Code branching isn't required even for complex multi project environments - janecoder
http://www.thoughtworks.com/perspectives/30-06-2011-continuous-delivery#face-to-face?contactID=159080380&gwkey=ED3OMQ5XR9

======
wccrawford
Not required? How many things -are- required? I'm guessing the number is near
zero.

Talk to me about pros and cons, not requirements.

------
PaulHoule
The video puts down "Feature Branching" which is a very specific kind of "Code
Branching."

I've seen Feature Branching work for some shops, but it can also create
problems -- the more complex version control strategy you use the more likely
you're going to make mistakes implementing it.

The "standard model" for branching that's most commonly used is to do most
development in HEAD and make branches for releases. If you spin version 1.1 of
your product, you should make a 1.1 branch, which starts with, say, version
1.1.0. If you find a terrible bug in 1.1.0, you can go back to 1.1, develop
the 1.1.1 version, and then you can merge the bug fixes back into head.

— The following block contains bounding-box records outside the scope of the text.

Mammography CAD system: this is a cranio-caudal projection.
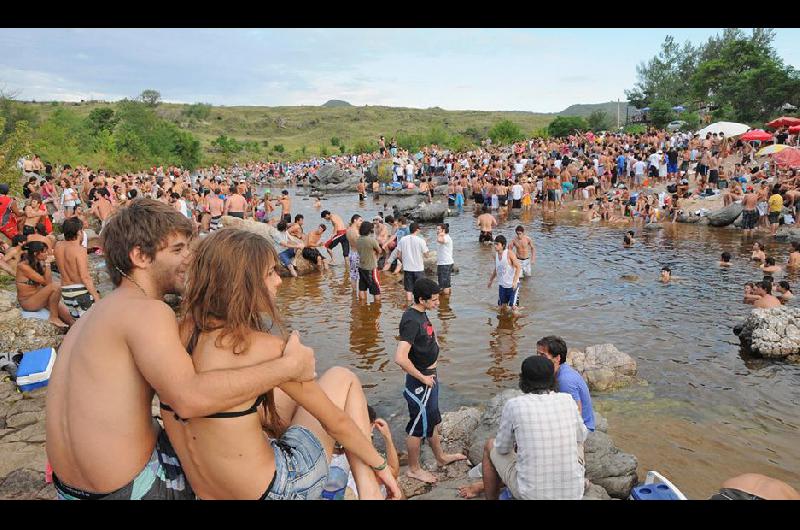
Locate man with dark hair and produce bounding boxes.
[536,335,595,432]
[46,199,314,499]
[394,276,467,483]
[459,355,588,500]
[486,235,522,314]
[397,219,428,304]
[54,217,100,319]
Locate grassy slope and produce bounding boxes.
[21,102,554,154]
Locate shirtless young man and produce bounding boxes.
[46,199,314,499]
[208,188,225,232]
[222,186,247,219]
[320,210,350,263]
[55,217,100,319]
[508,225,536,278]
[476,206,497,243]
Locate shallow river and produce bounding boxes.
[272,189,800,498]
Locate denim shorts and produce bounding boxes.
[261,425,328,500]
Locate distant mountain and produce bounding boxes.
[555,101,636,121]
[322,99,352,107]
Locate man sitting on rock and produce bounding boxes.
[459,355,588,500]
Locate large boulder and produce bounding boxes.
[734,306,800,362]
[222,215,317,278]
[707,202,742,226]
[567,344,636,392]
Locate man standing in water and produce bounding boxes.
[477,205,497,243]
[508,225,536,278]
[394,276,467,483]
[486,235,522,314]
[46,199,314,499]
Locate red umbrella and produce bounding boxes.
[772,147,800,168]
[767,116,800,129]
[739,129,772,142]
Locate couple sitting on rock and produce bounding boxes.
[47,199,400,499]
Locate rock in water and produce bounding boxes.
[707,203,742,226]
[737,306,800,362]
[567,344,636,392]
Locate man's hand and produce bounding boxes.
[283,331,317,383]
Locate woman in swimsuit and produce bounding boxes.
[161,229,400,499]
[16,241,75,328]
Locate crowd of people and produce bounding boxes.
[0,126,800,499]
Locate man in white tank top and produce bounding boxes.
[487,235,522,314]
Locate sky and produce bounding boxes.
[0,28,800,112]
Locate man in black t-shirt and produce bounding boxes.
[394,278,467,483]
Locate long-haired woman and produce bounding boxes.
[16,241,75,328]
[162,229,399,499]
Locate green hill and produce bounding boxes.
[18,101,554,159]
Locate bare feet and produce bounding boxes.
[406,468,437,484]
[458,482,483,499]
[436,453,467,467]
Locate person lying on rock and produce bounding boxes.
[459,355,589,500]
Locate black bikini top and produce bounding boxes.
[159,327,267,422]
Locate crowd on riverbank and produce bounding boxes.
[0,126,794,498]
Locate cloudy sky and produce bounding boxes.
[0,29,800,112]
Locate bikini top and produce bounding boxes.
[159,327,267,423]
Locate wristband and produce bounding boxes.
[369,456,388,471]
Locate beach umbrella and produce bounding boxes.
[772,147,800,168]
[767,116,800,129]
[756,144,789,156]
[695,121,750,138]
[741,129,772,142]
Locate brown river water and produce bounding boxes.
[270,191,800,498]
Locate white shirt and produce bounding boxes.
[494,392,589,500]
[436,234,453,265]
[397,234,428,272]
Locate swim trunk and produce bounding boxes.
[358,267,381,296]
[403,271,425,293]
[61,283,94,318]
[325,230,350,258]
[349,250,361,283]
[518,258,531,278]
[53,427,195,501]
[259,425,328,501]
[436,263,453,289]
[742,210,758,230]
[708,488,764,501]
[497,285,519,307]
[403,370,442,438]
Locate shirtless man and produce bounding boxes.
[208,188,225,232]
[46,199,314,499]
[476,205,497,243]
[222,186,247,218]
[320,210,350,264]
[508,225,536,278]
[753,280,781,309]
[278,190,292,224]
[89,188,114,233]
[742,186,758,236]
[54,217,100,319]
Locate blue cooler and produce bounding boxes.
[630,484,680,501]
[17,348,56,392]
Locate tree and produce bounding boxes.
[547,116,589,138]
[139,88,161,107]
[586,109,611,131]
[489,120,525,144]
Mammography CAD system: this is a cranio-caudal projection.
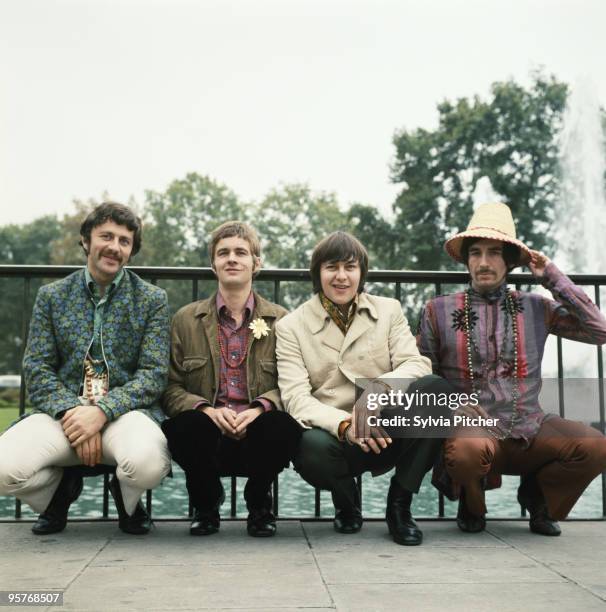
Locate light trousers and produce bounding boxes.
[0,410,170,514]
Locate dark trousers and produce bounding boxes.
[293,375,453,510]
[162,410,301,511]
[444,416,606,520]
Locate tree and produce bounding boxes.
[251,184,348,307]
[392,73,567,269]
[144,173,248,266]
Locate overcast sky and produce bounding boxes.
[0,0,606,224]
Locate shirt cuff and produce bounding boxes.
[192,400,212,410]
[337,419,351,442]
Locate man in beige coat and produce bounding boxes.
[276,232,454,545]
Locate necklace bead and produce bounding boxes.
[464,287,519,439]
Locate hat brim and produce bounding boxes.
[444,227,531,266]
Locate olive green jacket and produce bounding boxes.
[162,293,287,416]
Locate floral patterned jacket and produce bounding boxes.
[23,269,169,421]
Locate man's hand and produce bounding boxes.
[528,251,551,278]
[352,381,392,454]
[236,407,265,440]
[202,406,237,438]
[74,432,103,467]
[345,424,392,455]
[61,406,107,448]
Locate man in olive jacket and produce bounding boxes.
[162,221,301,537]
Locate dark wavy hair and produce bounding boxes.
[309,231,368,293]
[78,202,143,256]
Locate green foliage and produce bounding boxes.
[392,73,567,269]
[143,173,247,266]
[0,73,592,373]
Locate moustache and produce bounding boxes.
[99,251,122,263]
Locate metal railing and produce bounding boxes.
[0,265,606,522]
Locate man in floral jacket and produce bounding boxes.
[0,202,170,534]
[162,221,301,537]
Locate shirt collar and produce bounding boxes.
[216,291,255,321]
[84,266,124,295]
[469,281,507,303]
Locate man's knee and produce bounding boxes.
[568,435,606,476]
[293,428,342,486]
[161,410,221,455]
[119,444,170,489]
[0,457,28,496]
[248,410,303,447]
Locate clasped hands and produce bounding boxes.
[61,406,107,467]
[201,406,264,440]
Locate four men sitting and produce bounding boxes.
[0,202,606,545]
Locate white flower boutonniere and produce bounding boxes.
[248,318,269,340]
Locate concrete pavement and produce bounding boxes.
[0,521,606,612]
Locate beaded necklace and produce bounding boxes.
[463,287,520,440]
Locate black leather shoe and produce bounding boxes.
[332,507,364,533]
[32,467,83,535]
[246,508,276,538]
[385,478,423,546]
[189,487,225,535]
[457,492,486,533]
[528,506,562,536]
[518,477,562,536]
[109,475,152,535]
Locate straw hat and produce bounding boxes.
[444,202,530,266]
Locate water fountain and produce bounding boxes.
[555,78,606,273]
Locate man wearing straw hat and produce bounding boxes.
[418,203,606,536]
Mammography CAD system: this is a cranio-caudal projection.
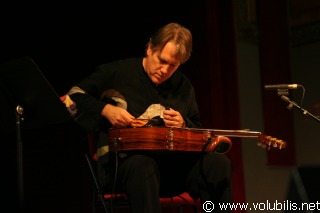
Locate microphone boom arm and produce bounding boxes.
[280,94,320,122]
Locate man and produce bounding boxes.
[68,23,231,213]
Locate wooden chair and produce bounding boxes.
[85,134,201,213]
[60,95,201,213]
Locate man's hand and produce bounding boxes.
[163,108,186,128]
[101,104,134,127]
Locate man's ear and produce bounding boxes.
[147,44,152,56]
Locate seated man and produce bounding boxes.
[68,23,232,213]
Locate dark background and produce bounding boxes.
[0,0,209,212]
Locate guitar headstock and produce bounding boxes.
[258,134,286,150]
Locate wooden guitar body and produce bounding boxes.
[109,126,285,153]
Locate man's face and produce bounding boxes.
[144,42,180,85]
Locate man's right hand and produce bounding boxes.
[101,104,134,127]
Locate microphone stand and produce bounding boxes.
[278,89,320,122]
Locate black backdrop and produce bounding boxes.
[0,0,210,212]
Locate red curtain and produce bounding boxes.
[188,0,245,212]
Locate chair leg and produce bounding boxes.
[85,154,109,213]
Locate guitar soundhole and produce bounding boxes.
[166,129,174,150]
[203,130,211,141]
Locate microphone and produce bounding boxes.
[264,84,301,89]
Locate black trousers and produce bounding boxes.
[105,151,232,213]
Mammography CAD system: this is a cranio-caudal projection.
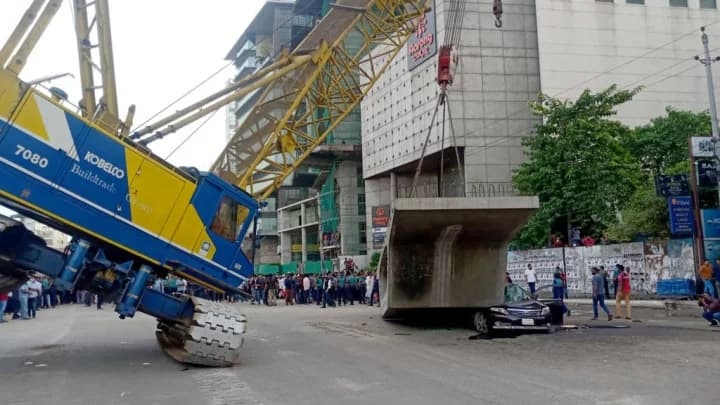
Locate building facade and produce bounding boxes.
[362,0,540,249]
[362,0,720,250]
[226,0,366,272]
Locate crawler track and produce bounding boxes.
[156,297,247,367]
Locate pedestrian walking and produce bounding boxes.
[26,276,42,318]
[698,260,717,297]
[553,267,571,316]
[600,266,610,297]
[591,267,612,321]
[0,293,10,323]
[613,263,623,298]
[700,293,720,326]
[525,263,537,295]
[615,267,632,319]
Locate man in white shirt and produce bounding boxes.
[25,276,42,318]
[302,276,310,304]
[525,263,537,295]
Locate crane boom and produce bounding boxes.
[211,0,428,199]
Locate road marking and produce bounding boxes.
[192,370,268,405]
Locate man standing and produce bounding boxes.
[613,263,623,298]
[600,266,610,297]
[21,276,42,318]
[302,275,310,304]
[698,260,716,297]
[700,293,720,326]
[713,257,720,298]
[0,293,9,323]
[591,267,612,321]
[615,267,632,319]
[525,263,537,295]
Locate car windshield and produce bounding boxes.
[505,284,532,304]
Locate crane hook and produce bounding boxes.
[493,0,502,28]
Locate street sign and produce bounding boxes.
[695,159,718,187]
[700,208,720,239]
[668,196,695,236]
[690,136,715,157]
[655,174,690,197]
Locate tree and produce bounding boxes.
[513,86,640,248]
[625,107,711,176]
[607,183,669,242]
[608,107,711,241]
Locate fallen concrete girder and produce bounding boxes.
[378,197,539,318]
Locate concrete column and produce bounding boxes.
[300,203,308,263]
[390,172,397,204]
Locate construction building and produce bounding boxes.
[226,0,367,273]
[362,0,720,250]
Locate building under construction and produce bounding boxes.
[226,0,367,274]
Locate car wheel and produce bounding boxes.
[473,311,490,337]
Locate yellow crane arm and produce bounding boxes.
[211,0,429,199]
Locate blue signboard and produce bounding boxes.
[703,239,720,263]
[668,196,695,235]
[700,209,720,239]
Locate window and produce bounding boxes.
[210,196,250,242]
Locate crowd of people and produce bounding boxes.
[241,270,380,308]
[0,274,103,323]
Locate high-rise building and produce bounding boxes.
[362,0,720,250]
[226,0,366,273]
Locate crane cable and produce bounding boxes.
[410,0,467,198]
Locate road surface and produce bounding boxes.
[0,303,720,405]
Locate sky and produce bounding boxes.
[0,0,265,170]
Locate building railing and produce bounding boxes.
[396,182,530,198]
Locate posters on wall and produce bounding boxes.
[507,239,692,296]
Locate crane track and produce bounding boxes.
[155,297,247,367]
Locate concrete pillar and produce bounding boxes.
[378,197,539,317]
[390,172,397,203]
[300,203,307,263]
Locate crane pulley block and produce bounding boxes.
[437,45,453,88]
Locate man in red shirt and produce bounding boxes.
[615,266,632,319]
[701,293,720,326]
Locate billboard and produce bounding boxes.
[695,159,718,187]
[700,209,720,239]
[655,174,690,197]
[372,205,390,249]
[690,136,715,157]
[407,1,437,71]
[372,205,390,228]
[668,196,695,236]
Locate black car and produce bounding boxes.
[473,284,562,336]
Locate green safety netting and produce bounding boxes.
[320,159,338,233]
[305,260,332,274]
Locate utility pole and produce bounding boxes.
[695,27,720,140]
[690,27,720,260]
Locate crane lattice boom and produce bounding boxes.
[212,0,428,199]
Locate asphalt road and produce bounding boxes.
[0,304,720,405]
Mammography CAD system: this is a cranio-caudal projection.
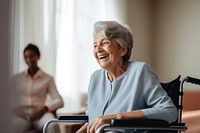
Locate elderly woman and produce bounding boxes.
[79,21,178,133]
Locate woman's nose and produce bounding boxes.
[95,45,103,52]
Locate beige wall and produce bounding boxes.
[126,0,200,85]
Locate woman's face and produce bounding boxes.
[24,50,39,68]
[93,32,125,70]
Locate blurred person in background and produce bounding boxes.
[11,44,64,133]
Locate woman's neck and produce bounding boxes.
[28,66,39,77]
[108,62,128,82]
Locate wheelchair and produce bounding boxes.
[43,75,200,133]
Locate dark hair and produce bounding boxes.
[24,43,40,58]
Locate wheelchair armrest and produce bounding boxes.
[111,119,170,127]
[58,115,88,122]
[43,115,88,133]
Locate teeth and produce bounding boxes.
[99,55,108,59]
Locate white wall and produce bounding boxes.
[126,0,152,64]
[152,0,200,85]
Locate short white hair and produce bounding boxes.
[93,21,133,61]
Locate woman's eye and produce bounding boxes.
[102,41,109,44]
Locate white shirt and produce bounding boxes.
[11,69,63,112]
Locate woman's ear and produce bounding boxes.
[120,47,127,56]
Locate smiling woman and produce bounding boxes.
[11,0,124,114]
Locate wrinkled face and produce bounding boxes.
[24,50,39,67]
[93,32,126,70]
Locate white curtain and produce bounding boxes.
[11,0,124,113]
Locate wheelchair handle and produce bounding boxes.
[187,76,200,85]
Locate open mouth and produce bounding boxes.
[99,55,108,60]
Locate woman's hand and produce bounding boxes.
[29,106,48,121]
[87,114,117,133]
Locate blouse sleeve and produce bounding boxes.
[141,65,178,123]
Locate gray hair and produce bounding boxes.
[93,21,133,61]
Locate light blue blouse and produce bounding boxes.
[87,61,178,123]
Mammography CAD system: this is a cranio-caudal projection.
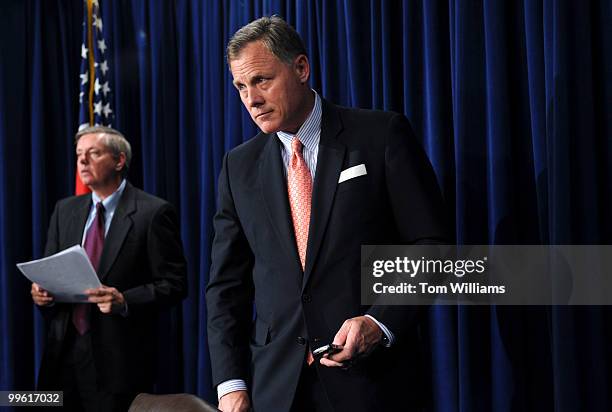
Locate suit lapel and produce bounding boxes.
[302,100,346,288]
[259,134,301,276]
[98,183,136,280]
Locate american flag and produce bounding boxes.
[79,0,114,130]
[75,0,115,195]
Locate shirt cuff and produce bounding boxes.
[217,379,247,400]
[366,315,395,348]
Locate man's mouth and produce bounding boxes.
[255,111,272,119]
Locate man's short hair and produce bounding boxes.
[226,15,308,65]
[74,126,132,177]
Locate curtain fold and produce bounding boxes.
[0,0,612,412]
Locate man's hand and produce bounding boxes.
[30,283,53,306]
[320,316,383,367]
[85,285,125,313]
[219,391,251,412]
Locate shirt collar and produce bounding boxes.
[276,90,322,150]
[91,179,127,212]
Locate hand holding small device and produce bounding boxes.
[312,343,342,361]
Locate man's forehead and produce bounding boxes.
[230,45,280,79]
[77,133,104,148]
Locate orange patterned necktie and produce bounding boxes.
[287,137,314,365]
[287,137,312,270]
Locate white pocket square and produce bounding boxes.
[338,163,368,183]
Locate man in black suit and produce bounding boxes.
[206,16,446,412]
[31,127,187,411]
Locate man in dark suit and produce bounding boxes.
[31,127,187,411]
[206,16,446,412]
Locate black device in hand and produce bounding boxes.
[312,343,342,360]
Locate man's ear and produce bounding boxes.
[293,54,310,84]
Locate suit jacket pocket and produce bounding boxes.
[251,319,270,346]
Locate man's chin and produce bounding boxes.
[256,122,280,133]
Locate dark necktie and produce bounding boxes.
[72,202,104,335]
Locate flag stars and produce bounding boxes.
[102,81,110,97]
[100,60,108,76]
[93,16,102,31]
[102,103,113,117]
[98,39,106,54]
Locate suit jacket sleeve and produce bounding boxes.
[123,203,187,308]
[368,114,449,339]
[206,153,254,386]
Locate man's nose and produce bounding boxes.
[247,87,264,107]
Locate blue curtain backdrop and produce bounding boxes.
[0,0,612,411]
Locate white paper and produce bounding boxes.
[17,245,101,302]
[338,163,368,183]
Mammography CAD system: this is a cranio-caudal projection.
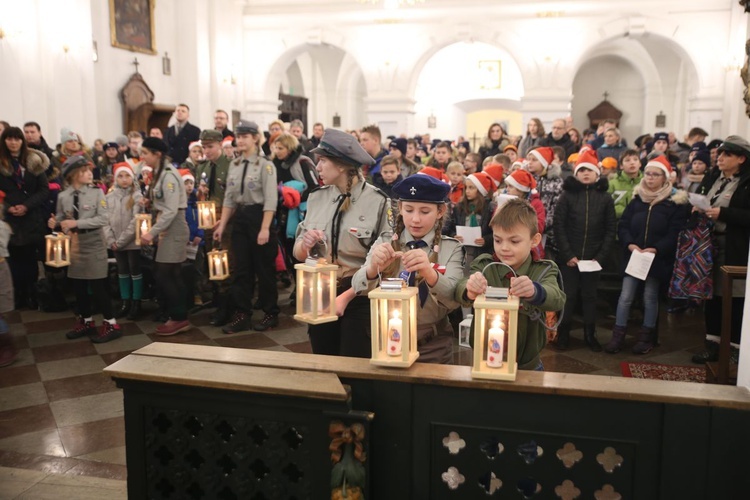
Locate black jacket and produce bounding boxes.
[164,122,201,165]
[553,177,617,266]
[697,166,750,266]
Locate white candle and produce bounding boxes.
[387,309,402,356]
[487,316,505,368]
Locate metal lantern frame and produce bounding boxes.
[471,262,520,381]
[135,214,152,245]
[44,233,70,267]
[197,200,216,229]
[294,257,339,325]
[207,247,229,281]
[368,278,419,368]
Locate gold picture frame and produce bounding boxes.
[109,0,156,54]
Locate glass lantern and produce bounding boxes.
[368,279,419,368]
[208,248,229,281]
[44,233,70,267]
[294,257,339,325]
[135,214,151,245]
[198,201,216,229]
[471,287,519,381]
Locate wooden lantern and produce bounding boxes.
[135,214,151,245]
[208,249,229,281]
[294,257,339,325]
[44,233,70,267]
[368,279,419,368]
[198,201,216,229]
[471,287,519,381]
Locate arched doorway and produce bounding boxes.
[414,42,524,145]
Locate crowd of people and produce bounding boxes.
[0,108,750,376]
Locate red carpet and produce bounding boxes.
[620,361,706,384]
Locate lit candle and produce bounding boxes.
[387,309,401,356]
[487,315,505,368]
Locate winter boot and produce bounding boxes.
[583,325,602,352]
[604,325,626,354]
[633,326,654,354]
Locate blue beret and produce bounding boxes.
[310,128,375,167]
[392,175,451,203]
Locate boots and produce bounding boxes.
[127,300,141,321]
[115,299,132,319]
[604,325,626,354]
[633,326,654,354]
[583,325,602,352]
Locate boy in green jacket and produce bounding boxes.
[456,199,565,370]
[607,149,643,220]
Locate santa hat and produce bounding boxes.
[643,155,672,179]
[417,167,451,184]
[505,170,536,193]
[529,146,555,168]
[482,163,504,187]
[177,168,195,184]
[573,148,602,177]
[112,161,135,179]
[466,172,495,196]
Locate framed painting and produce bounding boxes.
[109,0,156,54]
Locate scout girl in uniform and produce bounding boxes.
[209,121,279,333]
[294,129,390,358]
[104,162,143,320]
[141,137,190,335]
[47,155,122,344]
[352,175,464,363]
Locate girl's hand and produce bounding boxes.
[466,272,487,300]
[508,276,536,299]
[401,248,432,277]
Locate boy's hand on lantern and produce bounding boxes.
[466,272,487,300]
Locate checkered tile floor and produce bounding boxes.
[0,291,703,498]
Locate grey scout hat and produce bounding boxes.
[234,120,258,135]
[310,128,375,167]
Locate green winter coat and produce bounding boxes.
[456,253,565,370]
[607,172,643,220]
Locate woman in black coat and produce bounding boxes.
[553,150,616,352]
[693,135,750,363]
[0,127,49,308]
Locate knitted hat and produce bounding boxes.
[60,128,78,144]
[417,167,451,184]
[177,168,195,183]
[529,146,555,168]
[602,156,617,170]
[112,161,135,179]
[466,172,495,196]
[505,170,536,193]
[482,163,504,187]
[643,155,672,179]
[573,148,602,177]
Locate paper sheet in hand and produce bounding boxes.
[625,250,656,281]
[578,260,602,273]
[688,193,711,211]
[456,226,482,247]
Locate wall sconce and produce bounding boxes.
[161,52,172,76]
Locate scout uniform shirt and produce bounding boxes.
[149,163,190,264]
[352,229,464,336]
[226,154,279,212]
[194,154,231,206]
[455,253,565,370]
[297,181,390,278]
[55,186,109,280]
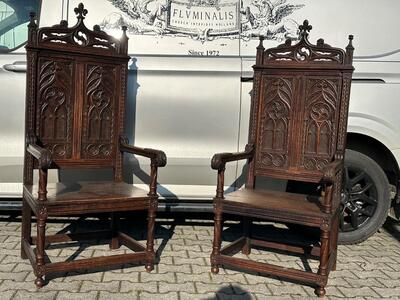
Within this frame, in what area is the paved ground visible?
[0,212,400,300]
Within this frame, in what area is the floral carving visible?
[257,77,293,168]
[36,59,73,159]
[82,65,116,158]
[264,20,345,64]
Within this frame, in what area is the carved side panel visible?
[256,76,294,169]
[36,58,74,159]
[300,78,341,171]
[81,64,116,159]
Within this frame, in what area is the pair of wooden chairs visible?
[21,4,353,296]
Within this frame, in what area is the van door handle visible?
[3,61,26,73]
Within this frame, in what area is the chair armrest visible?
[26,143,52,169]
[321,159,343,184]
[119,136,167,167]
[211,144,254,170]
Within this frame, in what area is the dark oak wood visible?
[211,20,354,297]
[21,3,166,288]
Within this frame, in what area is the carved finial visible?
[60,20,68,28]
[257,35,265,48]
[346,34,354,50]
[299,20,312,36]
[120,25,128,54]
[28,11,36,27]
[74,3,87,19]
[346,34,354,65]
[256,35,265,65]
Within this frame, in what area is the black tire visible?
[287,150,391,245]
[339,150,390,244]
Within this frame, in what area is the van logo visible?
[101,0,304,43]
[167,0,240,39]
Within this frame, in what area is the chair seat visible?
[24,181,150,215]
[221,189,329,226]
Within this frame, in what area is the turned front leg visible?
[35,208,47,288]
[211,204,222,274]
[21,198,32,259]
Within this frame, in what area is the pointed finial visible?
[346,34,354,65]
[28,11,36,27]
[256,35,265,65]
[74,3,87,19]
[121,25,128,54]
[257,35,265,49]
[299,20,312,37]
[346,34,354,50]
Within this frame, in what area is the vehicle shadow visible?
[45,214,176,283]
[206,284,254,300]
[383,217,400,241]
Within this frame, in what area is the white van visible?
[0,0,400,243]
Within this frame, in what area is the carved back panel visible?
[26,4,129,171]
[248,21,354,185]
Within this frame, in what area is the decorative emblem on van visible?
[101,0,304,43]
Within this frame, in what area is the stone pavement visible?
[0,216,400,300]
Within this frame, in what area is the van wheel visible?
[339,150,390,244]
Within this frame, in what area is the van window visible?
[0,0,41,52]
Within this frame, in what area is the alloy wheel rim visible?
[340,166,378,232]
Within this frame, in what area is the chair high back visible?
[246,21,354,188]
[24,4,129,184]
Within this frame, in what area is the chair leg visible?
[315,229,330,297]
[332,215,339,271]
[242,217,252,255]
[146,199,157,272]
[21,198,32,259]
[211,209,222,274]
[110,212,120,249]
[35,211,47,288]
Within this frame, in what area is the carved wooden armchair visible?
[21,3,166,287]
[211,21,354,296]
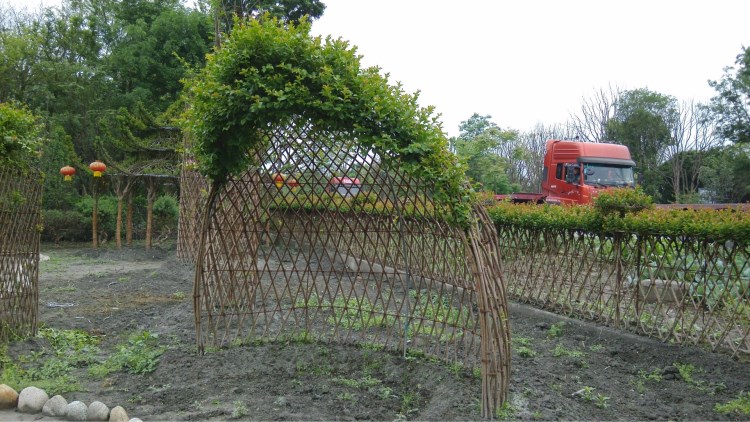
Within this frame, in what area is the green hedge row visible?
[488,189,750,245]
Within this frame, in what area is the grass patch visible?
[510,337,536,358]
[89,331,167,378]
[0,328,100,395]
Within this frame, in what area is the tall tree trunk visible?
[91,179,99,249]
[146,177,157,249]
[125,191,133,246]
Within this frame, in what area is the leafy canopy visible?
[0,103,40,168]
[184,15,471,222]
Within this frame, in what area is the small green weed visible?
[331,376,382,388]
[336,391,355,401]
[552,343,586,359]
[400,391,422,418]
[511,337,536,358]
[573,386,609,409]
[232,400,247,419]
[495,401,516,421]
[589,344,604,353]
[714,392,750,416]
[378,387,396,400]
[630,369,662,394]
[89,331,167,378]
[674,362,696,384]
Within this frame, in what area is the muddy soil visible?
[8,245,750,421]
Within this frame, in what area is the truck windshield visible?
[583,163,635,187]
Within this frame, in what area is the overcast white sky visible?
[5,0,750,136]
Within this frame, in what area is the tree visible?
[709,47,750,143]
[662,101,717,203]
[606,89,678,196]
[0,103,40,169]
[451,113,519,193]
[570,86,622,142]
[205,0,326,45]
[700,143,750,203]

The "standard model" minimizes the number of merges that need to be made while
assisting maintenance of deployed software. Other branching models do
worthwhile things, but the ratio of merging/benefits is invariably worse.

------
gte910h
For git, code branching is really really easy (even without some tool/model
like gitflow).

To me, it's like reading "Onions, not required even for complex multi-course
meals". Why would you avoid that!

------
jeromeparadis
I've adopted the following branching model:
<http://nvie.com/posts/a-successful-git-branching-model/>

Works like a charm for us.

It doesn't mean we don't update production as often as possible but we sure
sometime need to push hot fixes to production quickly while working in
parallel on new features. I would say branching is a necessary evil.

------
kenneth_reitz
This guy doesn't seem to understand that you can merge your main branch _into_
your feature branch constantly if you want.

This makes all of his points invalid.